83. A method comprising administering to a subject the mRNA or composition of any one of the preceding claims in an amount effective to induce a T cell immune response against SARS-CoV-2 in the subject.

84. A method comprising administering to a subject the mRNA of any one of claims 1-48 in an amount effective to induce a neutralizing antibody response and a T cell immune response against SARS-CoV-2 in the subject.

85. A messenger ribonucleic acid (mRNA) comprising an Open Reading Frame (ORF) encoding at least one domain of a SARS-CoV-2 spike protein.

86. The mRNA of claim 84, wherein the mRNA is any one of claims 1 to 48.

87. The mRNA of claim 84 or 85, wherein the ORF encodes a polypeptide that is identical to SEQ ID NO:77 has an amino acid sequence of at least 80% identity.

88. The mRNA of claim 84 or 85, wherein the ORF encodes a polypeptide that is identical to SEQ ID NO:77 has an amino acid sequence of at least 85%, at least 90%, at least 95%, at least 96%, at least 97%, at least 98%, or at least 99% identity.

89. The mRNA of claim 84 or 85, wherein the ORF encodes the amino acid sequence of SEQ ID NO: 77.

90. The mRNA of claim 84 or 85, wherein the ORF comprises a nucleotide sequence identical to SEQ ID NO:76 has a nucleotide sequence of at least 70% identity.
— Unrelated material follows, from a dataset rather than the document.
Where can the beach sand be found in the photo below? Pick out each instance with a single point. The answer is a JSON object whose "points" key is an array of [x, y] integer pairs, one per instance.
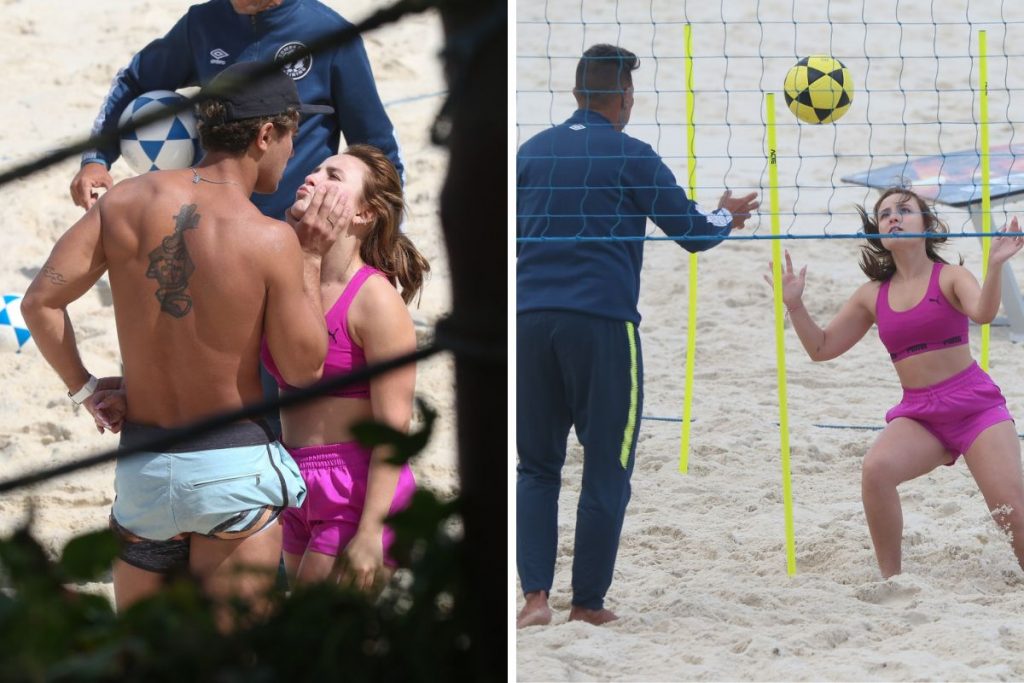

91. The mRNA of claim 84 or 85, wherein the ORF comprises a sequence identical to SEQ ID NO:76 has a nucleotide sequence of at least 75%, at least 80%, at least 90%, at least 95%, at least 96%, at least 97%, at least 98%, or at least 99% identity.

92. The mRNA of claim 84 or 85, wherein the ORF comprises the amino acid sequence of SEQ ID NO: 76.

93. The mRNA of claim 84 or 85, wherein the ORF encodes a polypeptide that is identical to SEQ ID NO:47 has an amino acid sequence of at least 80% identity.

94. The mRNA of claim 84 or 85, wherein the ORF encodes a polypeptide that is identical to SEQ ID NO:47 has an amino acid sequence of at least 85%, at least 90%, at least 95%, at least 96%, at least 97%, at least 98%, or at least 99% identity.

95. The mRNA of claim 84 or 85, wherein the ORF encodes the amino acid sequence of SEQ ID NO: 47.

96. The mRNA of claim 84 or 85, wherein the ORF comprises a sequence identical to SEQ ID NO:46 has a nucleotide sequence of at least 70% identity.

97. The mRNA of claim 84 or 85, wherein the ORF comprises a nucleotide sequence identical to SEQ ID NO:46, has a nucleotide sequence of at least 75%, at least 80%, at least 90%, at least 95%, at least 96%, at least 97%, at least 98%, or at least 99% identity.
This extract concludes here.